Exiled juveniles will form bachelor herds with other males, around twelve in total, which are also lead by a dominant bull who has not yet formed his own herd. Once the bachelor herd comes across a viable herd, the dominant bull will take control of that new, leaderless herd, and the bachelor herd will appoint the next bull as its leader.

Females, on the other hand, once they come of age will remain with the original herd they were born in. Once herds get too large, they will splinter into smaller herds composed of females and their young. These new splinter herds will then find new bulls, usually from bachelor herds, to form a new herd.

Occasionally there will be disputes over who will lead new herds, but those often end without serious harm to either bull. Intruding males, while not necessarily be looking to take over the herd, will also infringe on their territory on occasion. These males are met with similar resistance until repelled.

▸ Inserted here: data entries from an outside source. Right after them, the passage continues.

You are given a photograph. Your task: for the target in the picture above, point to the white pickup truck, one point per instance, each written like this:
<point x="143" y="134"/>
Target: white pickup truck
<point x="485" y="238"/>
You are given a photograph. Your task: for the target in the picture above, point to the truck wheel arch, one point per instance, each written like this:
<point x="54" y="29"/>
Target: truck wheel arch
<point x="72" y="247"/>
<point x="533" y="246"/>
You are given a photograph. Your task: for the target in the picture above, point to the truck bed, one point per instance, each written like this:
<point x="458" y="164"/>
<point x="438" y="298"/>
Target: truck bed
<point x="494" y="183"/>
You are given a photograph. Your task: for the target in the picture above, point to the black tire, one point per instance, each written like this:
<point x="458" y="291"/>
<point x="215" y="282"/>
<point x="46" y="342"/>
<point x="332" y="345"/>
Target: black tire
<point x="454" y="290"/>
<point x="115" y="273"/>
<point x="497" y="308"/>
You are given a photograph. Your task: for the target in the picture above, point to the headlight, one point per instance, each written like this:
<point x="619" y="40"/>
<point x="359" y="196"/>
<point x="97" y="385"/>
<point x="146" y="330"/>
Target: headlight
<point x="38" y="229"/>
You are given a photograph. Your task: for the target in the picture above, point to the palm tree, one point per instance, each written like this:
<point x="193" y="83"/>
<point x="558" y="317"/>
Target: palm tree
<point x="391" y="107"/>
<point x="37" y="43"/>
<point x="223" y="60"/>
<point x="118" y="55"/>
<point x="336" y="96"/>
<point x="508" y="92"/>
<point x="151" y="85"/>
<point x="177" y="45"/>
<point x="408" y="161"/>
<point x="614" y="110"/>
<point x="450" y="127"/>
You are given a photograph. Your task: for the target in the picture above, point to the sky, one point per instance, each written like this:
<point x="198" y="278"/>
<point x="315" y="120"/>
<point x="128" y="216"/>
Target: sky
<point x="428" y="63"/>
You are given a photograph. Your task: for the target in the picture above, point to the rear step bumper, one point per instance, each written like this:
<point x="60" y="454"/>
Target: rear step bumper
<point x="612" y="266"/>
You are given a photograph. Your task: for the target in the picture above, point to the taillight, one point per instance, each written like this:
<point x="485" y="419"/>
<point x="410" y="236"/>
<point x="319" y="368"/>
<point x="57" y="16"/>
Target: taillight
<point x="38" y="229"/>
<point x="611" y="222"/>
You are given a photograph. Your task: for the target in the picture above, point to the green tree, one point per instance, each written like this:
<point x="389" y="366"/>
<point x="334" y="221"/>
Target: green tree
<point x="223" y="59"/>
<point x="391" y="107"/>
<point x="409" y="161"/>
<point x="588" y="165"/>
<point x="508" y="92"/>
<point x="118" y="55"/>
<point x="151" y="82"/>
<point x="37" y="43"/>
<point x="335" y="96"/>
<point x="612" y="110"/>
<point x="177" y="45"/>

Sable antelope territories are fairly large, due to their migratory nature, spreading from 4 to 19 square miles.


Sable Antelope Behavior

Sable Antelope

The thing about many antelope species is that they might appear to be runners. That is to say, at the first sight of danger they’d prefer to run than fight. Perhaps this is derived from many of our own experiences with wild fauna, like deer, that avoid fights at every moment. Skittish, you’d call them.

That’s not the case when it comes to the sable antelope, with either sex. Like all animals of similar make and origin, the male sable antelope proudly sports long, scimitar-esque horns from its skull. The females have horns of their own, but much shorter. While handily being among the most handsome adornments these creatures possess, they’re not just for show.

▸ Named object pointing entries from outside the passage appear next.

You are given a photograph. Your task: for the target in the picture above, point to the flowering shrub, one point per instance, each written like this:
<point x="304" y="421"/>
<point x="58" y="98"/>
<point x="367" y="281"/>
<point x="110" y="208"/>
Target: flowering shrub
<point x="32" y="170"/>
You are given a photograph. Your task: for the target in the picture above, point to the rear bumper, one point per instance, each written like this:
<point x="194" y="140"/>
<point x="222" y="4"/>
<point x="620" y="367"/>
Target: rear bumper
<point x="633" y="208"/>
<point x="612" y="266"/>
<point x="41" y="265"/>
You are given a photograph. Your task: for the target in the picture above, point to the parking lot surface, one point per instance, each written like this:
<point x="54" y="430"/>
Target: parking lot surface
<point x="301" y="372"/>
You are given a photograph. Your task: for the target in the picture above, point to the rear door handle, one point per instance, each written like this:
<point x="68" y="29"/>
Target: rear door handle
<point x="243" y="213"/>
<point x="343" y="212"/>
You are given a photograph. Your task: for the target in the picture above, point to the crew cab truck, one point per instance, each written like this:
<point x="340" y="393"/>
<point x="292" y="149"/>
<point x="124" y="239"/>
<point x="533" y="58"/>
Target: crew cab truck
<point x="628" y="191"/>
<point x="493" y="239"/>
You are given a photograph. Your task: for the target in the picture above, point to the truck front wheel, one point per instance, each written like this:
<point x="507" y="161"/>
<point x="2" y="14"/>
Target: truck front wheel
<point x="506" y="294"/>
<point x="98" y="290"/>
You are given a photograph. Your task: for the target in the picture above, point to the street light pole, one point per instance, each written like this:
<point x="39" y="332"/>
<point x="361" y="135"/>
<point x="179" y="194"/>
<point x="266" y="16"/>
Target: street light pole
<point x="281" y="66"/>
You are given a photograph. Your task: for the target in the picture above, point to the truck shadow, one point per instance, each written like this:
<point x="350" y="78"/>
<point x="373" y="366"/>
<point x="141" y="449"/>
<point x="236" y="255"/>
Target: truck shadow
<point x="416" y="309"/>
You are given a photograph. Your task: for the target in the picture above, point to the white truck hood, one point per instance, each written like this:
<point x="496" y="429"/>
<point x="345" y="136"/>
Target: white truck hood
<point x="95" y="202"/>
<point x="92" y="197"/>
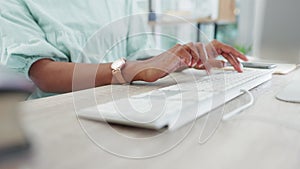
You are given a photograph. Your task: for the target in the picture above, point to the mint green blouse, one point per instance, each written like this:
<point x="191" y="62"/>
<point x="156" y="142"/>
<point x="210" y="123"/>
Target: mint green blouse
<point x="79" y="31"/>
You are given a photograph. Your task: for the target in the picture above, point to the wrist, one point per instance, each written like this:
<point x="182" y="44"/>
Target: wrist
<point x="133" y="71"/>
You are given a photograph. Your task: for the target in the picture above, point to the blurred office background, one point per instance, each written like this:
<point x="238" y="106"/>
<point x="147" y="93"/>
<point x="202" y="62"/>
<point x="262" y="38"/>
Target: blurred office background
<point x="229" y="21"/>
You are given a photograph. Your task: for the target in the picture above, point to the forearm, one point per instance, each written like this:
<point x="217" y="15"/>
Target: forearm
<point x="62" y="77"/>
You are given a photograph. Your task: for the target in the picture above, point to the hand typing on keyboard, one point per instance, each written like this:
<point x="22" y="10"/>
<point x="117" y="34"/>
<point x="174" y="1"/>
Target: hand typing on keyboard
<point x="192" y="55"/>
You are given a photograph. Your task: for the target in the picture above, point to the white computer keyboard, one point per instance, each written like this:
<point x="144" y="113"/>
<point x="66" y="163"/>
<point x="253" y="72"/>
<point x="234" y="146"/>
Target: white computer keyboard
<point x="179" y="104"/>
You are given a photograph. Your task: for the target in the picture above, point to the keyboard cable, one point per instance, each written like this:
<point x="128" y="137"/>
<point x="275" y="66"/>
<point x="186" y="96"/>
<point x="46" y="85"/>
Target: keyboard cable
<point x="240" y="109"/>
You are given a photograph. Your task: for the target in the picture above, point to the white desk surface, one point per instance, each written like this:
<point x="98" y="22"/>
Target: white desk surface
<point x="266" y="136"/>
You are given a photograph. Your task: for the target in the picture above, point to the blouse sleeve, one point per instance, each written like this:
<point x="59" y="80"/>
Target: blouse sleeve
<point x="22" y="41"/>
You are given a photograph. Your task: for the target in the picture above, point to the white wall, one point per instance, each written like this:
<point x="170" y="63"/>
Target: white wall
<point x="246" y="22"/>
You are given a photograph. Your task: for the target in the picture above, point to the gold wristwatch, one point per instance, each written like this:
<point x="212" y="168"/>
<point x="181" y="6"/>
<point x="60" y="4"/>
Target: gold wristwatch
<point x="117" y="67"/>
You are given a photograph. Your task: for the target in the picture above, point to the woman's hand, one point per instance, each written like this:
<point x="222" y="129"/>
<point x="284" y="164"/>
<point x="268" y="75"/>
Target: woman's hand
<point x="192" y="55"/>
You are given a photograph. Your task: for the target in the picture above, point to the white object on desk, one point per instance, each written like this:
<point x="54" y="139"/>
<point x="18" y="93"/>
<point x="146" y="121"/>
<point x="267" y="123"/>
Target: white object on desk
<point x="291" y="93"/>
<point x="196" y="99"/>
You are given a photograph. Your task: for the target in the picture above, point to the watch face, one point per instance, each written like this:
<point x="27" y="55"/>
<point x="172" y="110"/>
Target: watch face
<point x="118" y="64"/>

When predators stalk a herd of sable antelope, they’re not looking to take down the bull or even the females. Their targets are going the be the young - the calves and the yearlings. They’re smaller, weaker, and won’t put up much of a fight if they’re cornered. The adults, on the other hand, are a different story.

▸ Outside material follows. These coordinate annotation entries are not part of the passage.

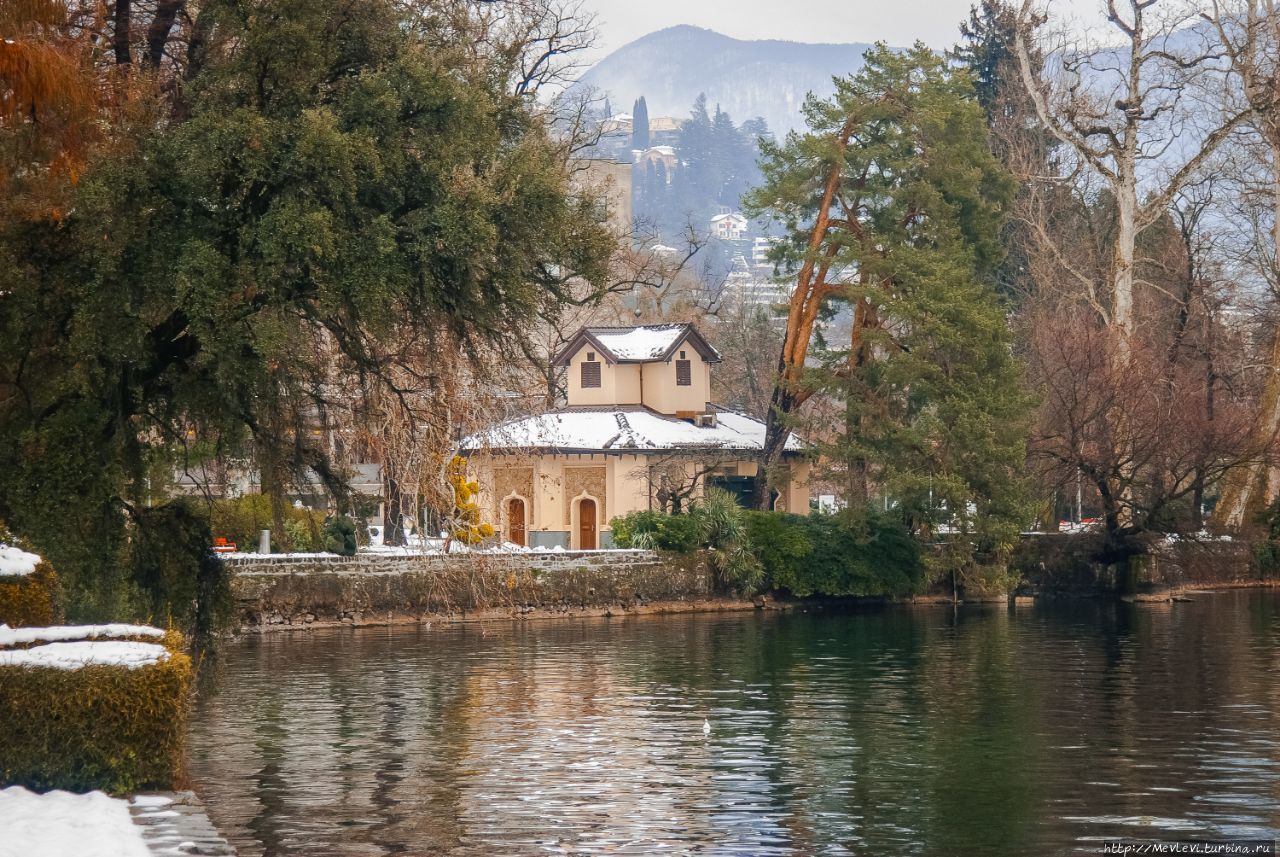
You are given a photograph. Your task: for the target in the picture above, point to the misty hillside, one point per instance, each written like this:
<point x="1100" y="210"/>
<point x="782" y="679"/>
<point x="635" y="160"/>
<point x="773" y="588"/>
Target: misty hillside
<point x="746" y="78"/>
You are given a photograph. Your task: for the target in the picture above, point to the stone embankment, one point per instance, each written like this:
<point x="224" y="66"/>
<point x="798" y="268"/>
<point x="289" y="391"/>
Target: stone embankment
<point x="283" y="592"/>
<point x="1069" y="564"/>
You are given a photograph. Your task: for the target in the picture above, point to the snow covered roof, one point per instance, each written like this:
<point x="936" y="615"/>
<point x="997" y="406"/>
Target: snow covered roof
<point x="638" y="343"/>
<point x="635" y="430"/>
<point x="16" y="562"/>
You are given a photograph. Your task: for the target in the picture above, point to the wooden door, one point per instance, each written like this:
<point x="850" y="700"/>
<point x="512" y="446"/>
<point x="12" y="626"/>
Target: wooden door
<point x="516" y="521"/>
<point x="586" y="525"/>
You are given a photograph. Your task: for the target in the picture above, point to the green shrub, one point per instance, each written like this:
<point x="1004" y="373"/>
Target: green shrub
<point x="243" y="518"/>
<point x="109" y="728"/>
<point x="657" y="531"/>
<point x="723" y="532"/>
<point x="836" y="555"/>
<point x="31" y="600"/>
<point x="339" y="536"/>
<point x="181" y="578"/>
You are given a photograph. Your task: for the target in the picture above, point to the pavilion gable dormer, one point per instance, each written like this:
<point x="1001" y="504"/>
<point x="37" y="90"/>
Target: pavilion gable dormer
<point x="664" y="367"/>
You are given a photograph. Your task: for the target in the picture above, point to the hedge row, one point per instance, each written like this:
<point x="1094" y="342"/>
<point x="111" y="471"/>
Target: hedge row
<point x="869" y="554"/>
<point x="31" y="600"/>
<point x="109" y="728"/>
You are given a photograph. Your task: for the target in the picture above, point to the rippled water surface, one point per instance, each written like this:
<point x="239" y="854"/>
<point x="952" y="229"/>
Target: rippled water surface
<point x="1045" y="731"/>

If a predator messes up and ends up in a fight with the bull of the herd, or even one of the females, there is a probable outcome that the predator will end up being killed. This is due to the build of a sable antelope and their aggression in a defensive fight. Sable antelope are known for being powerful creatures. They’re stocky, with a robust build and a pair of horns that are natural weapons.

When it comes to hierarchies within the herds, the bull is always at top. From there, the females have their own hierarchy system, based on dominance and seniority within the groups, that dictate their standing. The children, yearlings and calves, are at the bottom and end up following the herd.


Predators of the Sable Antelope

It’s fairly common, due to their age, for sable antelope young to lag behind the rest of the herd. These make prime targets for predators, especially if adult sable antelopes aren’t able to defend them in time. These predators commonly include lions, hyenas, wild dogs, and leopards.

ready to attack leopard

In miambo terrain, most of their predators aren’t commonly encountered. Lions, hyenas, and wild dogs only sparsely hunt them. Leopards are their primary predators, but even so the miambo terrain doesn’t see them very frequently. The scarcity of predators, as well as the plentiful supply of dietary food sources, are likely the reason why sable antelope don’t prefer wandering into expansive plains.


Sable Antelope Summarization

Sable Antelope

Sable antelopes are powerful, gregarious herbivores that aren’t afraid to put up a fight with predators. They’re territorial, forming herds that eventually split off to form new herds lead by bulls from wandering bachelor herds. Their habitats switch between miambo terrain and grasslands, depending on which season it is. As long as there’s a good supply of tall grasses and a dependable water source nearby, they’re happy.

The sable antelope is, thankfully, presently listed on the IUCN list as Least Concern, so there’s no worry of this specimen disappearing soon. However, one of the subspecies of sable antelope, the giant sable antelope, is currently Critically Endangered, and efforts are being made to preserve its existence on this good green Earth.